That question is the focus of the draft NORA Construction Agenda (otherwise known as the National Occupational Safety and Health Research and Practice Agenda for the U.S. Construction Industry) that NIOSH is currently developing to guide construction safety and health research for the next decade.

“It became clear,” says Borck, “that broad gains in construction safety and health can come only from looking into bigger issues that cut across the industry. For instance, how can we revise the low-bid contract system so that health and safety are not shortchanged? What is the effect of workers’ compensation systems on health and safety? How does the extensive use of subcontractors rather than direct-hires affect safety and health? What is the impact of an increasingly immigrant construction workforce? Why are architects and engineers so uninvolved in safe design efforts?”

Top Ten Topics
Proposed in NORA Construction Research Agenda

Each topic is elaborated in the Draft. Examples of specific research needs are listed as well as research-to-practice (R2P) programs that could be implemented. NIOSH will use stakeholder input to refocus topics as necessary and to more fully specify research needs and R2P possibilities. Outcome Topics

  1. How can we better prevent traumatic injuries, especially falls, electrocutions and being hit by objects?
  2. How can we prevent exposures to health hazards such as welding fumes, noise and silica?
  3. How can we prevent sprains and strains (musculoskeletal injuries)?

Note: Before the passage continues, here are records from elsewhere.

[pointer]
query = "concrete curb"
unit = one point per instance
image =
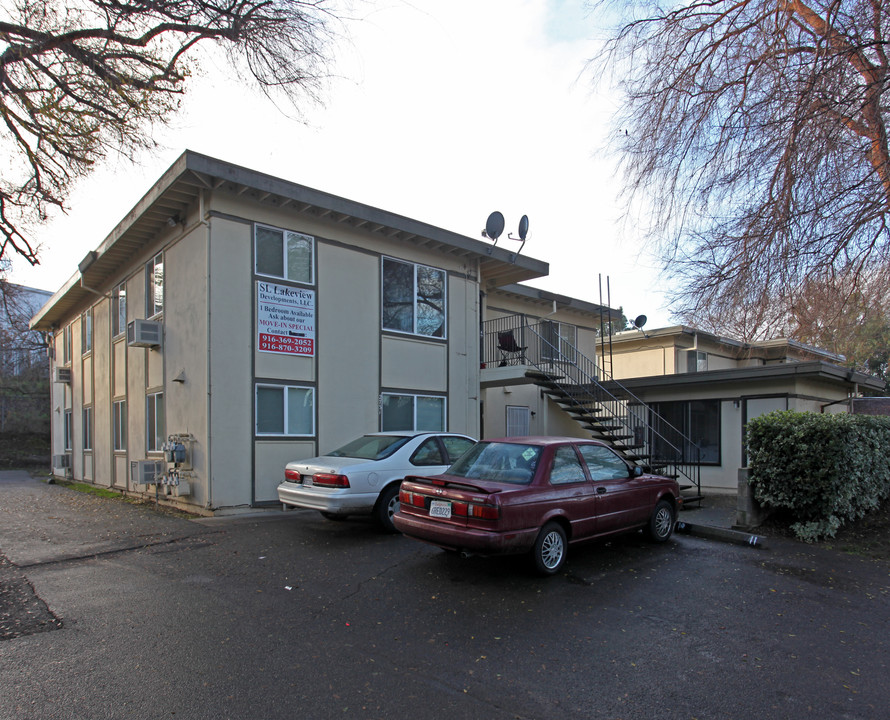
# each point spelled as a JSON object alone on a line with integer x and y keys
{"x": 738, "y": 537}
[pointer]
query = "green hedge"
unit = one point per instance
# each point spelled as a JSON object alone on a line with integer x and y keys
{"x": 825, "y": 470}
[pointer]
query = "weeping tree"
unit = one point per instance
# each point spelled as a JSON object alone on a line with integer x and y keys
{"x": 754, "y": 148}
{"x": 80, "y": 79}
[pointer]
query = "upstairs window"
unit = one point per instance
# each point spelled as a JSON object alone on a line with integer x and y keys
{"x": 285, "y": 410}
{"x": 86, "y": 331}
{"x": 413, "y": 298}
{"x": 154, "y": 286}
{"x": 119, "y": 420}
{"x": 696, "y": 361}
{"x": 285, "y": 254}
{"x": 119, "y": 310}
{"x": 66, "y": 345}
{"x": 88, "y": 428}
{"x": 559, "y": 341}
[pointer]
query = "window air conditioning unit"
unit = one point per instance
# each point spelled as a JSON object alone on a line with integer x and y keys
{"x": 144, "y": 333}
{"x": 146, "y": 472}
{"x": 62, "y": 461}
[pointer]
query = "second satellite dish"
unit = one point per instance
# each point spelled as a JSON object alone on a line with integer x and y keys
{"x": 523, "y": 227}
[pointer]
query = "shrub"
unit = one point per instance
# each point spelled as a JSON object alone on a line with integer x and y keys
{"x": 825, "y": 470}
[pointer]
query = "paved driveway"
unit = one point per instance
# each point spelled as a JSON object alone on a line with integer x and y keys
{"x": 289, "y": 615}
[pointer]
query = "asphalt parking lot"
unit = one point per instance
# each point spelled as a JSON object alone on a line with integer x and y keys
{"x": 125, "y": 612}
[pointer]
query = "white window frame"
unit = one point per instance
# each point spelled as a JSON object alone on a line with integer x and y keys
{"x": 86, "y": 331}
{"x": 414, "y": 398}
{"x": 119, "y": 310}
{"x": 696, "y": 361}
{"x": 416, "y": 268}
{"x": 566, "y": 337}
{"x": 68, "y": 430}
{"x": 155, "y": 432}
{"x": 119, "y": 421}
{"x": 66, "y": 345}
{"x": 285, "y": 392}
{"x": 154, "y": 295}
{"x": 87, "y": 428}
{"x": 286, "y": 235}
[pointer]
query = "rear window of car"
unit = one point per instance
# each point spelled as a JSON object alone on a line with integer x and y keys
{"x": 371, "y": 447}
{"x": 512, "y": 463}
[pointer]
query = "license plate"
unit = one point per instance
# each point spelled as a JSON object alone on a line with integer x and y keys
{"x": 440, "y": 508}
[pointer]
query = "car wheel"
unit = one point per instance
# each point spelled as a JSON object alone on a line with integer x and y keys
{"x": 387, "y": 506}
{"x": 661, "y": 524}
{"x": 549, "y": 552}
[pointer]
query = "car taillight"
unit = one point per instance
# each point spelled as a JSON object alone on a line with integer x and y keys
{"x": 409, "y": 498}
{"x": 484, "y": 512}
{"x": 330, "y": 480}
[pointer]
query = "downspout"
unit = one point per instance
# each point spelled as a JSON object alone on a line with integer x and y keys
{"x": 209, "y": 430}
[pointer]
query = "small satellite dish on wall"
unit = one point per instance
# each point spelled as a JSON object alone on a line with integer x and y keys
{"x": 523, "y": 227}
{"x": 523, "y": 233}
{"x": 494, "y": 226}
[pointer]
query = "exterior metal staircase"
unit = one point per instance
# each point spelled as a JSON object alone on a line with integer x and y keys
{"x": 600, "y": 404}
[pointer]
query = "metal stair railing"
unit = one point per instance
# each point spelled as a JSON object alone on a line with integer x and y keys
{"x": 607, "y": 409}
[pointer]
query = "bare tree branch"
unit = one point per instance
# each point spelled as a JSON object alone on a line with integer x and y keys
{"x": 757, "y": 153}
{"x": 85, "y": 78}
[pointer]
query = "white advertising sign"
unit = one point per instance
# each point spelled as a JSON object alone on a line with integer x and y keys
{"x": 285, "y": 319}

Contributing Factor Topics

  1. How can we improve safety culture on jobsites?
  2. How can we integrate safety into the regular operations of contractors (safety management)?
  3. How can we change the way the industry is structured to encourage (and avoid disincentives for) safety?
  4. How can we improve the effectiveness of safety training?
  5. How do we ensure adequate protection for “vulnerable workers” – such as non-English-speaking immigrants and young apprentices?
  6. How do we move safety “upstream,” incorporated from the start into designs created by architects and engineers?
  7. How do we collect better data on injuries and illnesses so we fully understand the scope of the problem and can better focus our research efforts?

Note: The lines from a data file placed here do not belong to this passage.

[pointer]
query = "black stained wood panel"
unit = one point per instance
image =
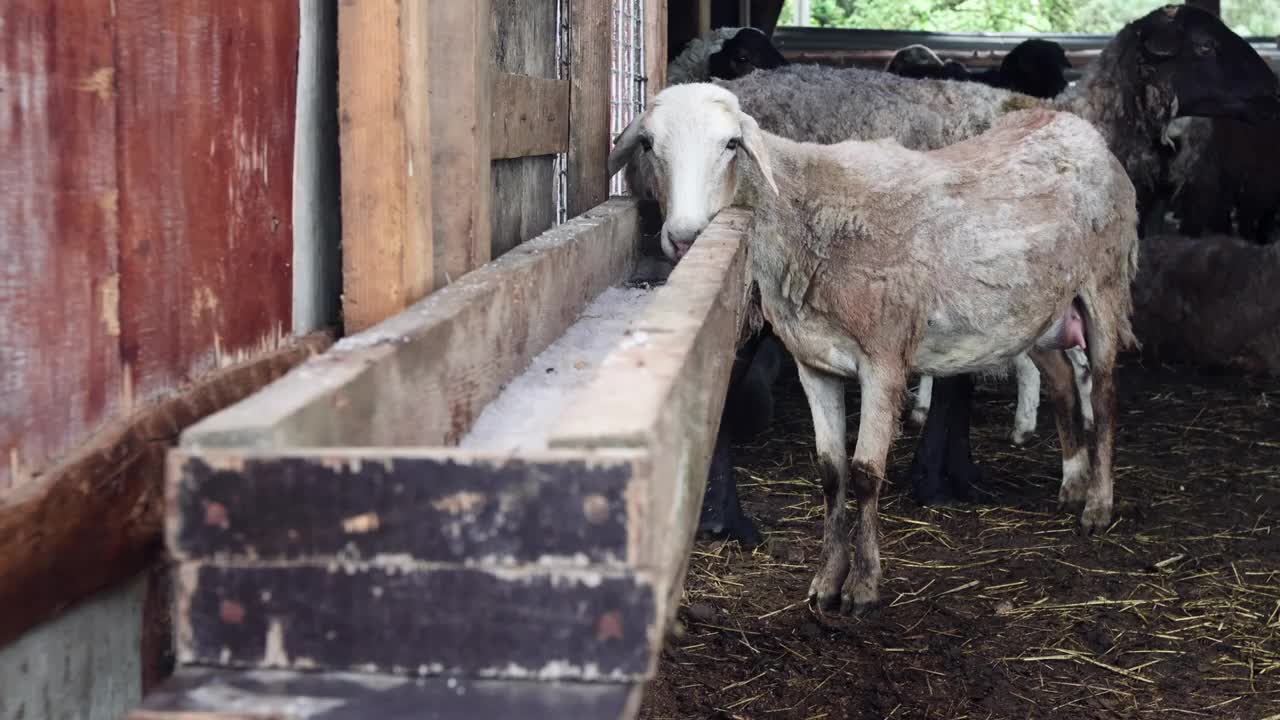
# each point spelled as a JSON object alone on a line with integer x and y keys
{"x": 415, "y": 620}
{"x": 428, "y": 509}
{"x": 333, "y": 696}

After 18 months of preliminary work by the NORA Construction Sector Council, NIOSH will present its draft research agenda for public comment in a one-day forum on February 14, the last day of the 18th annual Construction Safety Conference and Exposition in Rosemont, IL. Those not attending the Conference can comment on the agenda through the NIOSH website. The forum will focus on the ten key topics identified in the draft agenda (see box). The first three aim at specific outcomes while the last seven deal with ways to have more safety and health impact across the industry. The latter “contributing factor topics” are the result of input from the array of industry representatives – construction companies, associations, unions, safety professionals, equipment manufacturers, public health professionals, researchers, academics, government agencies and the LHSFNA – who participate in the Construction Sector Council.

Borck praises the new approach. “NIOSH is asking better and more significant questions. I’m hopeful that the answers will enable a much bigger impact on injuries and illnesses in construction over the next decade. As an industry, we have to do a better job. This new focus is a big step in the right direction.”